Latest Kubernetes Release Focuses on ‘Depth’ 

As the Kubernetes container orchestrator makes steady inroads inside large companies for machine learning and big data workloads, the community behind the Google-backed platform is releasing its third update of 2017 with an emphasis on buttressing existing security and stability.

Kubernetes 1.8 was released Wednesday (Sept. 27) by a team that includes developers from Google (NASDAQ: GOOGL) along with CoreOS, Heptio, Microsoft (NASDAQ: MSFT) and the Cloud Native Compute Foundation, among others. The latest release focuses on "adding depth to existing features versus adding new features," members noted in a blog post.

Among the security upgrades is a more stable access control approach used to restrict computing and network access to authorized users. The security mechanism known as role-based access control allows system administrators to monitor access to the Kubernetes API. Early adopters such as CoreOS have included the access controls in its Tectonic platform since the 1.3 release of Kubernetes in July 2016.

An earlier version of Kubernetes included a new advanced auditing feature used as part of ongoing security operations. The latest release advances that security feature to beta. It also introduces audit logs along with policies to control what is being audited, developers noted.

The latest release also includes user certification and network policy improvements.

Stability upgrades include storage controls such as setting limits on ephemeral storage and greater control of resources metrics.
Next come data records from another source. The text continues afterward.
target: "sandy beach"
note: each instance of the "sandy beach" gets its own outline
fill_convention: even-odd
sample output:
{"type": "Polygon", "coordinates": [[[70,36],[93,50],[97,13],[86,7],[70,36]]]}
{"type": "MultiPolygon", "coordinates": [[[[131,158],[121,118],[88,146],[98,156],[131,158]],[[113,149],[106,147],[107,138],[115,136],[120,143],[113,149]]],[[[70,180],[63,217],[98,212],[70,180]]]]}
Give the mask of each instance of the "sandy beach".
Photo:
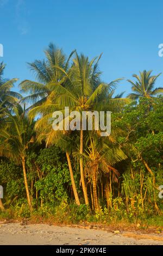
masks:
{"type": "Polygon", "coordinates": [[[116,234],[44,224],[3,223],[0,224],[0,245],[163,245],[163,235],[127,231],[116,234]]]}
Those features, developer said, "can be particularly useful for on-premises Kubernetes deployments."

With an eye toward greater use of Kubernetes for machine learning and big data workloads, developers also announced that an Apache Spark cluster computing implementation for Kubernetes has been approved for "upstream" development. (Kubernetes version 1.7 included automated updates of stateful applications such as the Apache Kafka stream-processing platform.)

San Francisco-based CoreOS, a key upstream developer of Kubernetes and manager the first release of the container orchestrator (Kubernetes 1.6) outside of Google, noted in a separate blog post that the latest release moves a batch of workload APIs to beta testing. The APIs provide abstractions required to manage production applications deployed to the container orchestrator.

As the competition between Docker Swarm and Kubernetes heats up, the latter has in recent releases been emphasizing security and persistent container storage. An earlier release in June included stateful workload updates along with security and system extensions. The stateful workload improvements also include enhancements such as local storage of stateful applications.

Kubernetes backers note that the accelerating rate of new releases underscores the breadth of the ecosystem as well as growing adoption among enterprise users. According to a survey of cloud native technologies released earlier this month, "Container usage, which, at its most basic level ostensibly maps to developers using Docker, is running at 71 percent across Fortune 100 companies."

The survey by industry analyst RedMonk pegged Kubernetes usage at 54 percent and Cloud Foundry at 50 percent.

Kubernetes 1.8 is available for download on GitHub.


About the author: George Leopold

George Leopold has written about science and technology for more than 30 years, focusing on electronics and aerospace technology. He previously served as executive editor of Electronic Engineering Times. Leopold is the author of "Calculated Risk: The Supersonic Life and Times of Gus Grissom" (Purdue University Press, 2016).